De lo visto, para esta democrática pluma hay algo muy delicado, que da cuenta de “un retroceso institucional”. Se trata de lo informado por la prensa: “con el voto republicano, el Consejo Constitucional reincorpora la ´paridad de salida´ en las elecciones” advirtiendo, eso sí, que se trata de una “medida transitoria” ¿?.

Consiente mi astuto parroquiano que, en nuestro país, “lo transitorio es permanente”; asumirá que la medida llegó para quedarse, como todo lo que alguna vez fue transitorio (v.gr., los impuestos). Sin embargo, lo demencial no está allí sino en el hecho que, con votos de quienes creen en la “sociedad de la libertad”, hayan aprobado una medida que contraviene, a todas luces, uno de los principios básicos de la democracia.

La incorporación a nivel constitucional de una regla que establece “la paridad de salida” en un proceso electoral, es lo mismo que “meter la mano en la urna” para invalidar la voluntad popular y eliminar de cuajo el concepto de “una persona un voto”, para volver a la sociedad estamental previa a la Revolución Francesa.

La democracia, en cuanto a la forma para seleccionar a sus autoridades políticas, se basa en el principio de “una persona un voto” … pilar básico de la igualdad entre los ciudadanos; de allí que el sufragio sea igual, universal, directo y secreto.

Lo anterior implica que “la influencia del voto” de todos los electores “es igual”, y no debe ser diferenciada por razones estamentales como la propiedad, los ingresos, la educación, la religión, el sexo o cualquier otra orientación, política, económica o social.
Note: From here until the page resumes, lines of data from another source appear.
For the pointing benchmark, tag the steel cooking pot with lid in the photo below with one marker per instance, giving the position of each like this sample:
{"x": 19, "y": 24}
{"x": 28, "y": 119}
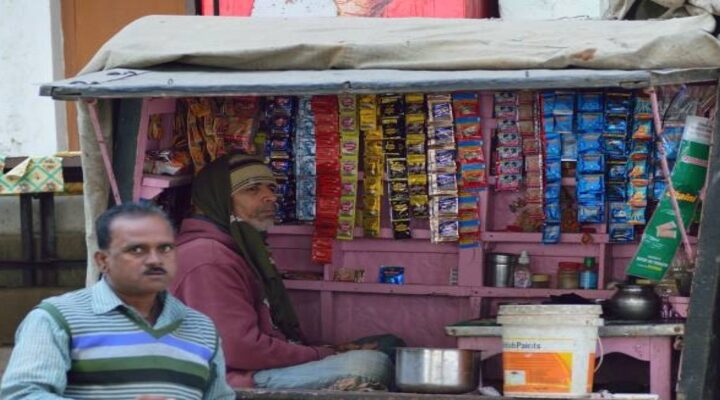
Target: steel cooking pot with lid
{"x": 427, "y": 370}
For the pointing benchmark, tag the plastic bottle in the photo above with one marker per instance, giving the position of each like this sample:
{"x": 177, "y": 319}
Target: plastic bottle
{"x": 588, "y": 274}
{"x": 522, "y": 273}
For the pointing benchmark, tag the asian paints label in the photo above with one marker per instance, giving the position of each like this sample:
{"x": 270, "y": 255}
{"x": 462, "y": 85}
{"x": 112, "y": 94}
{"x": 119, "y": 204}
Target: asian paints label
{"x": 541, "y": 365}
{"x": 662, "y": 237}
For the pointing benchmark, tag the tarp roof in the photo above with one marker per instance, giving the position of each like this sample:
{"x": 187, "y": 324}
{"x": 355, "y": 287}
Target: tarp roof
{"x": 261, "y": 44}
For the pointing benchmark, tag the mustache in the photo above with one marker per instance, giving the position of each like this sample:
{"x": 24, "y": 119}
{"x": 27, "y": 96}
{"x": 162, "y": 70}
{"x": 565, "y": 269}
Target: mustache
{"x": 154, "y": 270}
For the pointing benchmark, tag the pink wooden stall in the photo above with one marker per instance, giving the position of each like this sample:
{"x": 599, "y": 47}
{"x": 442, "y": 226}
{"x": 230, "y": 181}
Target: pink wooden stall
{"x": 419, "y": 310}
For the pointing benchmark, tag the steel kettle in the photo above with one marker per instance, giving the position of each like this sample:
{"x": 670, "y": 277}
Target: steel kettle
{"x": 634, "y": 302}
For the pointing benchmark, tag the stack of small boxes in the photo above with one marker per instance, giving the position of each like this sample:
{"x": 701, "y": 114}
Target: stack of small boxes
{"x": 305, "y": 161}
{"x": 558, "y": 109}
{"x": 471, "y": 164}
{"x": 617, "y": 122}
{"x": 327, "y": 139}
{"x": 349, "y": 151}
{"x": 415, "y": 139}
{"x": 392, "y": 112}
{"x": 373, "y": 164}
{"x": 590, "y": 168}
{"x": 639, "y": 162}
{"x": 508, "y": 143}
{"x": 442, "y": 178}
{"x": 279, "y": 113}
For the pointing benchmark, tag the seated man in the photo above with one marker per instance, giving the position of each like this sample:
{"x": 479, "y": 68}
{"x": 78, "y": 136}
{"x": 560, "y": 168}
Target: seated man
{"x": 225, "y": 271}
{"x": 125, "y": 337}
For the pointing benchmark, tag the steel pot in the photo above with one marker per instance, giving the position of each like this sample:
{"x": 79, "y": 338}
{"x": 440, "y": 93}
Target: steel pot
{"x": 635, "y": 302}
{"x": 425, "y": 370}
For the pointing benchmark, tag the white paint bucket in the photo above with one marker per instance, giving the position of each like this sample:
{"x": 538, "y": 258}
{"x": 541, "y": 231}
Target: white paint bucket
{"x": 549, "y": 350}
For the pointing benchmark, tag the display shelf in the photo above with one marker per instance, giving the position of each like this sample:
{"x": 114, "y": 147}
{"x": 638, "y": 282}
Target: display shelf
{"x": 307, "y": 230}
{"x": 538, "y": 292}
{"x": 440, "y": 290}
{"x": 566, "y": 181}
{"x": 534, "y": 237}
{"x": 153, "y": 185}
{"x": 378, "y": 288}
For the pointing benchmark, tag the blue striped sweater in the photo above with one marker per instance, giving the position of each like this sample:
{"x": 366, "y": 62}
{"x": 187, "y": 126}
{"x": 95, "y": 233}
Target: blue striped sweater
{"x": 113, "y": 353}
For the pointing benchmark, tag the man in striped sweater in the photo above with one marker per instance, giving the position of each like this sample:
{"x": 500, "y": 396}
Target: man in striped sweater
{"x": 125, "y": 337}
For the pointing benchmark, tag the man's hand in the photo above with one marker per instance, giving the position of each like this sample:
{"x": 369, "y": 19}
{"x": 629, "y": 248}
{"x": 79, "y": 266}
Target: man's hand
{"x": 342, "y": 348}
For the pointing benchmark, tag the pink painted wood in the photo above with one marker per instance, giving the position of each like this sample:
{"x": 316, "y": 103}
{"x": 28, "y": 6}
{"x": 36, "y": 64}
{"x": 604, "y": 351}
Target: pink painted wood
{"x": 655, "y": 349}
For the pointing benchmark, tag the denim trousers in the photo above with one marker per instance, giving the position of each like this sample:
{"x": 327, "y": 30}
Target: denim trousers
{"x": 364, "y": 366}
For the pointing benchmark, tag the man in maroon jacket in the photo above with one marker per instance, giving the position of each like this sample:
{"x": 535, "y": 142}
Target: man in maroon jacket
{"x": 225, "y": 271}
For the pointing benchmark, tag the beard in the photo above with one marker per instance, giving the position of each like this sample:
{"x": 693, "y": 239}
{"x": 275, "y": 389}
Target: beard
{"x": 262, "y": 224}
{"x": 262, "y": 219}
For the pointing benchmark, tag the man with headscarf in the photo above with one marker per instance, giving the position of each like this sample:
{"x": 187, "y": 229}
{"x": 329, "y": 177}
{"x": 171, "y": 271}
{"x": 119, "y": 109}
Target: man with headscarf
{"x": 225, "y": 271}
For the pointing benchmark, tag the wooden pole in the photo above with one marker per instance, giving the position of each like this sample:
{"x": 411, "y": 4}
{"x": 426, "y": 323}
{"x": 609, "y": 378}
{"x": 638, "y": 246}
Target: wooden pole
{"x": 699, "y": 366}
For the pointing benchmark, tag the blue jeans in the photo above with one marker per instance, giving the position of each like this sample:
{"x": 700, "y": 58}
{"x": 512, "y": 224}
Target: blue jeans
{"x": 363, "y": 366}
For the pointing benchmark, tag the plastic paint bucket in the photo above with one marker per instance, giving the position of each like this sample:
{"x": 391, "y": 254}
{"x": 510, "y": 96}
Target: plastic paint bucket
{"x": 549, "y": 350}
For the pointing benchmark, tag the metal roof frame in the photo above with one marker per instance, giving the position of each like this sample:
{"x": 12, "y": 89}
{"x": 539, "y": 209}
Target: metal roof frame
{"x": 202, "y": 81}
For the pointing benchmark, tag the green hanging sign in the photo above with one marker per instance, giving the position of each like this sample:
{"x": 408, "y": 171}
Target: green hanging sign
{"x": 662, "y": 235}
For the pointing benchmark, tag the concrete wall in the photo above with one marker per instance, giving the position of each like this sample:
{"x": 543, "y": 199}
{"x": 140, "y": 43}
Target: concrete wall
{"x": 30, "y": 54}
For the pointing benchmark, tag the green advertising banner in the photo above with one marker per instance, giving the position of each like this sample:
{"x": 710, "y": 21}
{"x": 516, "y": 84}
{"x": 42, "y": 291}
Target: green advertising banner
{"x": 662, "y": 235}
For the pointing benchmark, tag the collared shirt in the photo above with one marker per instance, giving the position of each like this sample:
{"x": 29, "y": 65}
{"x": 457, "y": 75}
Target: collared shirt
{"x": 41, "y": 358}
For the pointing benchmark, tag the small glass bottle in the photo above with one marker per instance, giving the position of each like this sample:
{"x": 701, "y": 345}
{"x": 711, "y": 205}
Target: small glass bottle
{"x": 588, "y": 275}
{"x": 522, "y": 273}
{"x": 567, "y": 276}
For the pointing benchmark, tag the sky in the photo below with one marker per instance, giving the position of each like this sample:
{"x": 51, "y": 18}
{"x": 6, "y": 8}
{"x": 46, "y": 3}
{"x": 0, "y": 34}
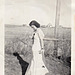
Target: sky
{"x": 19, "y": 12}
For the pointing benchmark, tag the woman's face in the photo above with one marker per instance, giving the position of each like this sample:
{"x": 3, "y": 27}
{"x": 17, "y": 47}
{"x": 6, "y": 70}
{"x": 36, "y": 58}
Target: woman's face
{"x": 34, "y": 27}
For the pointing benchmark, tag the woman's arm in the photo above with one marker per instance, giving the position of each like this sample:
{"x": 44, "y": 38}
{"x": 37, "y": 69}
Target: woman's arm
{"x": 41, "y": 41}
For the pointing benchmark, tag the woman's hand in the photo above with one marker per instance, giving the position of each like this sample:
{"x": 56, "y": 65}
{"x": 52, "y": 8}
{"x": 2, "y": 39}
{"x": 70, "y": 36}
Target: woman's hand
{"x": 41, "y": 51}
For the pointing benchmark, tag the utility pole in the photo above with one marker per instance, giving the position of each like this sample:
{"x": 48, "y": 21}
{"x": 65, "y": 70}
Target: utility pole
{"x": 56, "y": 26}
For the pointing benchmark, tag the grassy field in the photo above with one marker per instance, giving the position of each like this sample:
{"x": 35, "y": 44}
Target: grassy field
{"x": 18, "y": 39}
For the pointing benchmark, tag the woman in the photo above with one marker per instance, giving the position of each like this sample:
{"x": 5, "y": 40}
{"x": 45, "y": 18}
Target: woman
{"x": 37, "y": 64}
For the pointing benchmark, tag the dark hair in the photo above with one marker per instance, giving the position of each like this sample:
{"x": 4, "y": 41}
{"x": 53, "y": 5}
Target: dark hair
{"x": 35, "y": 23}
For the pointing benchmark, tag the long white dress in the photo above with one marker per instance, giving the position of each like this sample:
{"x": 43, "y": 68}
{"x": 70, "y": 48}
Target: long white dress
{"x": 37, "y": 64}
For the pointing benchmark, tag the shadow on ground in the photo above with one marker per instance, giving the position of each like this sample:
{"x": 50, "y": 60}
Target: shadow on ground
{"x": 24, "y": 64}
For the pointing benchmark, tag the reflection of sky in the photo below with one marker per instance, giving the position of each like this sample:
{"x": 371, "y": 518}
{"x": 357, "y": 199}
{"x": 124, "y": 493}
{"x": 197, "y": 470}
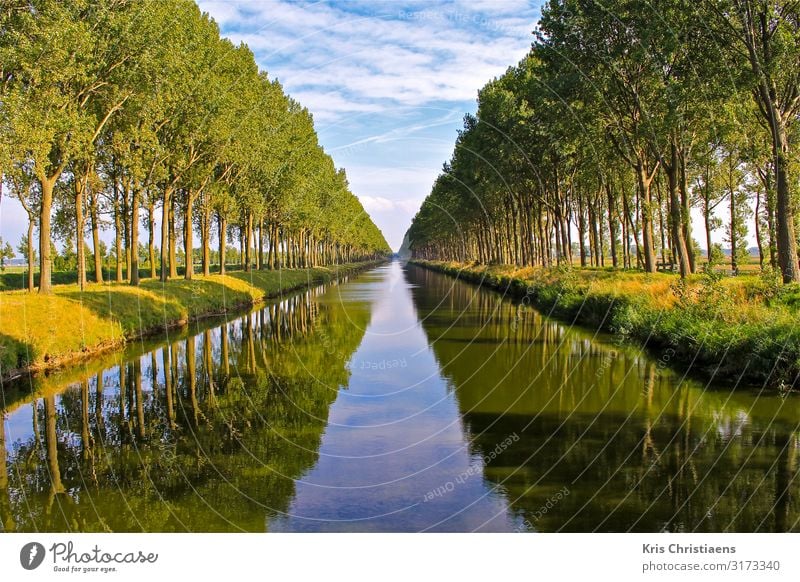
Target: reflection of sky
{"x": 393, "y": 436}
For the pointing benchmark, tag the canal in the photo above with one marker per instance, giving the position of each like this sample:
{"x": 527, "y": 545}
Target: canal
{"x": 398, "y": 400}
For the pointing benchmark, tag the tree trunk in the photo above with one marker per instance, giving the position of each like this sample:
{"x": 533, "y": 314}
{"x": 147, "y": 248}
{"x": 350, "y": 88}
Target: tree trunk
{"x": 80, "y": 249}
{"x": 222, "y": 240}
{"x": 173, "y": 262}
{"x": 784, "y": 214}
{"x": 45, "y": 286}
{"x": 166, "y": 202}
{"x": 676, "y": 221}
{"x": 133, "y": 266}
{"x": 188, "y": 242}
{"x": 117, "y": 236}
{"x": 734, "y": 237}
{"x": 98, "y": 258}
{"x": 30, "y": 254}
{"x": 151, "y": 244}
{"x": 647, "y": 218}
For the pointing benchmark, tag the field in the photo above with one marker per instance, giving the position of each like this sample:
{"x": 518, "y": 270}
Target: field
{"x": 38, "y": 332}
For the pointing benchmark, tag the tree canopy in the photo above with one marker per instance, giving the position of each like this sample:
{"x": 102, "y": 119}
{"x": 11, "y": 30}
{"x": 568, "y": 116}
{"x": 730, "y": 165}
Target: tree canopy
{"x": 126, "y": 113}
{"x": 624, "y": 117}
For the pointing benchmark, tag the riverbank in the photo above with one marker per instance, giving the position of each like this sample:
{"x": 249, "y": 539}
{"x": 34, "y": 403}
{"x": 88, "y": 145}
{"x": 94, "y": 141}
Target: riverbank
{"x": 39, "y": 333}
{"x": 739, "y": 330}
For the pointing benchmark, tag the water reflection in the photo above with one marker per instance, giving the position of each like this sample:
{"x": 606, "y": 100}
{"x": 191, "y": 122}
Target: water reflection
{"x": 207, "y": 432}
{"x": 402, "y": 400}
{"x": 636, "y": 446}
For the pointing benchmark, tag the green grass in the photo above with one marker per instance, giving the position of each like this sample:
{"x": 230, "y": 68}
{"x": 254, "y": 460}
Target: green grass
{"x": 742, "y": 330}
{"x": 40, "y": 332}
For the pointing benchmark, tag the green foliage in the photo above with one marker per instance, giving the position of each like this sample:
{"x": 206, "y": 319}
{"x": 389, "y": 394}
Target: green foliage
{"x": 6, "y": 253}
{"x": 115, "y": 107}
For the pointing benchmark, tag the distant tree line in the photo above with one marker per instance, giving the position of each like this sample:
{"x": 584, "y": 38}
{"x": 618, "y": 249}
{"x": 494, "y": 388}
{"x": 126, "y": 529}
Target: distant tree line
{"x": 127, "y": 113}
{"x": 623, "y": 118}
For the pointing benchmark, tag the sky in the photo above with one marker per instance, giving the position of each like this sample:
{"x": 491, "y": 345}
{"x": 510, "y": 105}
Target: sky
{"x": 388, "y": 83}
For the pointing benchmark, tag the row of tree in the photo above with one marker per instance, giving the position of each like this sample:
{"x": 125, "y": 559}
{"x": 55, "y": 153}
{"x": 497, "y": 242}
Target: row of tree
{"x": 125, "y": 114}
{"x": 624, "y": 117}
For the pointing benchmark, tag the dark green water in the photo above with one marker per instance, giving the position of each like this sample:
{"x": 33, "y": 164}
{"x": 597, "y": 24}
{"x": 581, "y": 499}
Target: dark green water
{"x": 401, "y": 400}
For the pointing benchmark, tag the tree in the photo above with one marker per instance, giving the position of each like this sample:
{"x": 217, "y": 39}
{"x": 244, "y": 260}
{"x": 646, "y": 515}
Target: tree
{"x": 765, "y": 34}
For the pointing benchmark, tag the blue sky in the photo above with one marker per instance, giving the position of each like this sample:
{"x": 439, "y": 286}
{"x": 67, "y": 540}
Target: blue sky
{"x": 388, "y": 82}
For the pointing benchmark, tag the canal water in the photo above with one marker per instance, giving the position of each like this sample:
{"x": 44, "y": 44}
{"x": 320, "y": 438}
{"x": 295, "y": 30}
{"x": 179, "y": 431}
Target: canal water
{"x": 398, "y": 400}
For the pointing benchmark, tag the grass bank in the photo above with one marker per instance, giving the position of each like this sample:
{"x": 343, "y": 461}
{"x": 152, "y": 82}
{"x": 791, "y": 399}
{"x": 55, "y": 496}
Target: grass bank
{"x": 43, "y": 332}
{"x": 742, "y": 330}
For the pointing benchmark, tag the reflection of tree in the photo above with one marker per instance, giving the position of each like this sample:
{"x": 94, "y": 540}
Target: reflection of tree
{"x": 637, "y": 449}
{"x": 209, "y": 438}
{"x": 6, "y": 516}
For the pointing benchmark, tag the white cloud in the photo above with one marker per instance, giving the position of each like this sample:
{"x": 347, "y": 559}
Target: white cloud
{"x": 393, "y": 55}
{"x": 387, "y": 81}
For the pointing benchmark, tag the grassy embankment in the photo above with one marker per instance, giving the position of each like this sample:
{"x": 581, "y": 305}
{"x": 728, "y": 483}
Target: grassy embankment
{"x": 737, "y": 329}
{"x": 41, "y": 332}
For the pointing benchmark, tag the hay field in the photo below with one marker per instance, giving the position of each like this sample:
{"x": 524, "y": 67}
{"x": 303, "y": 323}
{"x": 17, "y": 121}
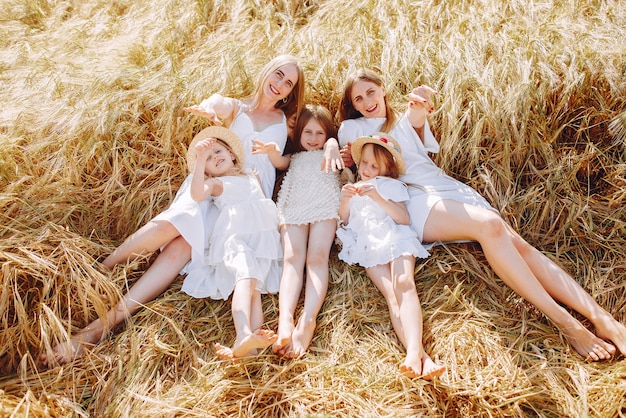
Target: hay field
{"x": 531, "y": 112}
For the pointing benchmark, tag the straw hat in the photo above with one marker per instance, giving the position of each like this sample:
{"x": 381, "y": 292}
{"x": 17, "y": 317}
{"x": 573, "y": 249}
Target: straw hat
{"x": 221, "y": 133}
{"x": 383, "y": 139}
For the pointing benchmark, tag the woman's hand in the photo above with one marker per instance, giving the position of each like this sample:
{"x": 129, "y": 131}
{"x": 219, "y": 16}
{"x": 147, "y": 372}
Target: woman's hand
{"x": 333, "y": 160}
{"x": 260, "y": 147}
{"x": 206, "y": 110}
{"x": 420, "y": 98}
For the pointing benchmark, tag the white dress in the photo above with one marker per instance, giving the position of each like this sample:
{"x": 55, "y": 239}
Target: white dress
{"x": 308, "y": 194}
{"x": 371, "y": 237}
{"x": 245, "y": 243}
{"x": 428, "y": 184}
{"x": 195, "y": 220}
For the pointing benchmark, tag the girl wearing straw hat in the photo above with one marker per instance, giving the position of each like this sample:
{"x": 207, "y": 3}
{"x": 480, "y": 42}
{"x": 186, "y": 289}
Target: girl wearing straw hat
{"x": 181, "y": 232}
{"x": 244, "y": 253}
{"x": 443, "y": 209}
{"x": 375, "y": 234}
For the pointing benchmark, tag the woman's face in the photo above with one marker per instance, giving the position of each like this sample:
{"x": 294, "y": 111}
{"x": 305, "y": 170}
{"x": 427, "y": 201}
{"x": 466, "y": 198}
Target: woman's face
{"x": 369, "y": 167}
{"x": 369, "y": 99}
{"x": 313, "y": 136}
{"x": 279, "y": 84}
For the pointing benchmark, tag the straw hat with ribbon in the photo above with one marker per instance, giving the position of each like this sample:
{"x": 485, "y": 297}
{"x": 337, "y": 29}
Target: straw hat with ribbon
{"x": 223, "y": 134}
{"x": 385, "y": 141}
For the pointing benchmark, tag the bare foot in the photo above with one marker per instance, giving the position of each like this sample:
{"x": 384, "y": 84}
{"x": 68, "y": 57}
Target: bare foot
{"x": 586, "y": 343}
{"x": 609, "y": 328}
{"x": 285, "y": 330}
{"x": 424, "y": 367}
{"x": 259, "y": 339}
{"x": 430, "y": 369}
{"x": 301, "y": 338}
{"x": 67, "y": 351}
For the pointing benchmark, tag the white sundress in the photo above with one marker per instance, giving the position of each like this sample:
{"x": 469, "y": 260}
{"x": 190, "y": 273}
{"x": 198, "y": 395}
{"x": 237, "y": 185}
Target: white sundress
{"x": 308, "y": 194}
{"x": 428, "y": 184}
{"x": 245, "y": 243}
{"x": 371, "y": 237}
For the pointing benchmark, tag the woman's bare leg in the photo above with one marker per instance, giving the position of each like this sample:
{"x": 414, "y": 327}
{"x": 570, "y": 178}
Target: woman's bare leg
{"x": 294, "y": 239}
{"x": 450, "y": 220}
{"x": 321, "y": 236}
{"x": 151, "y": 284}
{"x": 562, "y": 287}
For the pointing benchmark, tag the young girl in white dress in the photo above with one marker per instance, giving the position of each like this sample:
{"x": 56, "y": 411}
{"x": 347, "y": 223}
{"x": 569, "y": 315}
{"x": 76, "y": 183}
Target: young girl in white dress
{"x": 445, "y": 210}
{"x": 307, "y": 202}
{"x": 243, "y": 256}
{"x": 375, "y": 234}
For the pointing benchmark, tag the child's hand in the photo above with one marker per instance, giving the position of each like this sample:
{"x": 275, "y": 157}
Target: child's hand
{"x": 368, "y": 190}
{"x": 204, "y": 109}
{"x": 346, "y": 155}
{"x": 348, "y": 191}
{"x": 332, "y": 156}
{"x": 260, "y": 147}
{"x": 203, "y": 148}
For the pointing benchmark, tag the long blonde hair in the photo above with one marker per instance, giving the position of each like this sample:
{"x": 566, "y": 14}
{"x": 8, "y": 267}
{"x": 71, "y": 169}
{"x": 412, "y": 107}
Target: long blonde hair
{"x": 346, "y": 108}
{"x": 295, "y": 99}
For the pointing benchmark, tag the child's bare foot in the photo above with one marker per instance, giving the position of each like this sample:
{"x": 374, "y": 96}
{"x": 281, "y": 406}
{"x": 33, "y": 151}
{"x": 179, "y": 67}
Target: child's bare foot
{"x": 586, "y": 343}
{"x": 430, "y": 369}
{"x": 609, "y": 328}
{"x": 301, "y": 338}
{"x": 65, "y": 352}
{"x": 285, "y": 330}
{"x": 248, "y": 345}
{"x": 423, "y": 366}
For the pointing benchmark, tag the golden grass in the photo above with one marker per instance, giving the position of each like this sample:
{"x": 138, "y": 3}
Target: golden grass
{"x": 531, "y": 112}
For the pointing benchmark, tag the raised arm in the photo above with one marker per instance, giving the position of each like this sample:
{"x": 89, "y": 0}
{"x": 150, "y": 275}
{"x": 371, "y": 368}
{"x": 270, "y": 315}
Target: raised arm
{"x": 279, "y": 161}
{"x": 202, "y": 189}
{"x": 419, "y": 106}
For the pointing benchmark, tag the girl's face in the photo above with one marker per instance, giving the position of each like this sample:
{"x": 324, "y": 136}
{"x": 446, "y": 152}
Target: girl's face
{"x": 219, "y": 162}
{"x": 313, "y": 136}
{"x": 279, "y": 84}
{"x": 369, "y": 99}
{"x": 369, "y": 167}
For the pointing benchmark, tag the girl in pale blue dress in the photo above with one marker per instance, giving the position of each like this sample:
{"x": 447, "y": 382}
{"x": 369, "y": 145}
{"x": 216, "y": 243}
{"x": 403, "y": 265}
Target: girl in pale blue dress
{"x": 376, "y": 235}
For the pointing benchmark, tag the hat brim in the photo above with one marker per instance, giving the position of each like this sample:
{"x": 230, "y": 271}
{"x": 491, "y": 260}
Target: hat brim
{"x": 224, "y": 134}
{"x": 383, "y": 139}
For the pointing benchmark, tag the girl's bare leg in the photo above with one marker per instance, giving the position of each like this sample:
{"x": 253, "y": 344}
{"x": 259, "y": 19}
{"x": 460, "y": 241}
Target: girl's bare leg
{"x": 294, "y": 239}
{"x": 247, "y": 341}
{"x": 321, "y": 236}
{"x": 450, "y": 220}
{"x": 152, "y": 283}
{"x": 147, "y": 239}
{"x": 380, "y": 275}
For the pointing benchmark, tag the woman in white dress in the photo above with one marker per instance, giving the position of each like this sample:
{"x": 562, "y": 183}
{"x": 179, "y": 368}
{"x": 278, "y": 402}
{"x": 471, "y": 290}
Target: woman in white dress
{"x": 244, "y": 253}
{"x": 443, "y": 209}
{"x": 307, "y": 202}
{"x": 182, "y": 231}
{"x": 375, "y": 234}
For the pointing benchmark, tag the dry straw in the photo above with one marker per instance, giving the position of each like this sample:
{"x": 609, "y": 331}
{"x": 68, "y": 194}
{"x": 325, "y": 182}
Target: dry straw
{"x": 93, "y": 138}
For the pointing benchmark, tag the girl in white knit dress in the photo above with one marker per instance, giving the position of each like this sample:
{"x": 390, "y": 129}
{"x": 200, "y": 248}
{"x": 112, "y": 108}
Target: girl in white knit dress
{"x": 244, "y": 253}
{"x": 376, "y": 235}
{"x": 307, "y": 202}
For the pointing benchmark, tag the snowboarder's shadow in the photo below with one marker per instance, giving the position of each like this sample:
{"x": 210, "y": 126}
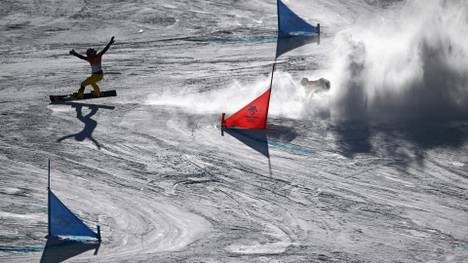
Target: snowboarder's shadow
{"x": 90, "y": 124}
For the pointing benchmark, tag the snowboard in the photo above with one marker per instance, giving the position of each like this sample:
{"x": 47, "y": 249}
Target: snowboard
{"x": 62, "y": 98}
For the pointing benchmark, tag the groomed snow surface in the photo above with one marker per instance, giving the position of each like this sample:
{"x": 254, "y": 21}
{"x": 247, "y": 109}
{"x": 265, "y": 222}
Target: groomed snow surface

En efecto, el objetivo de todo acto electoral es transformar la voluntad popular en autoridades representativas y por lo mismo, no basta que los ciudadanos ejerzan su derecho al voto, sino que, además, deben estar seguros que su voto tendrá el mismo valor que el de cualquier otro, y que su voluntad no será “alterada por secretaría”.

Por último, a la luz de la agitada contingencia, esta sorprendida pluma advierte que "no hemos aprendido nada" y, desilusionada, confirma la incapacidad de la sociedad política para aprender de sus errores. Una vez más estamos en presencia de un “harakiri político”, no por honor según el código Samurái, sino producto de la irracionalidad en el actuar de los políticos del sector.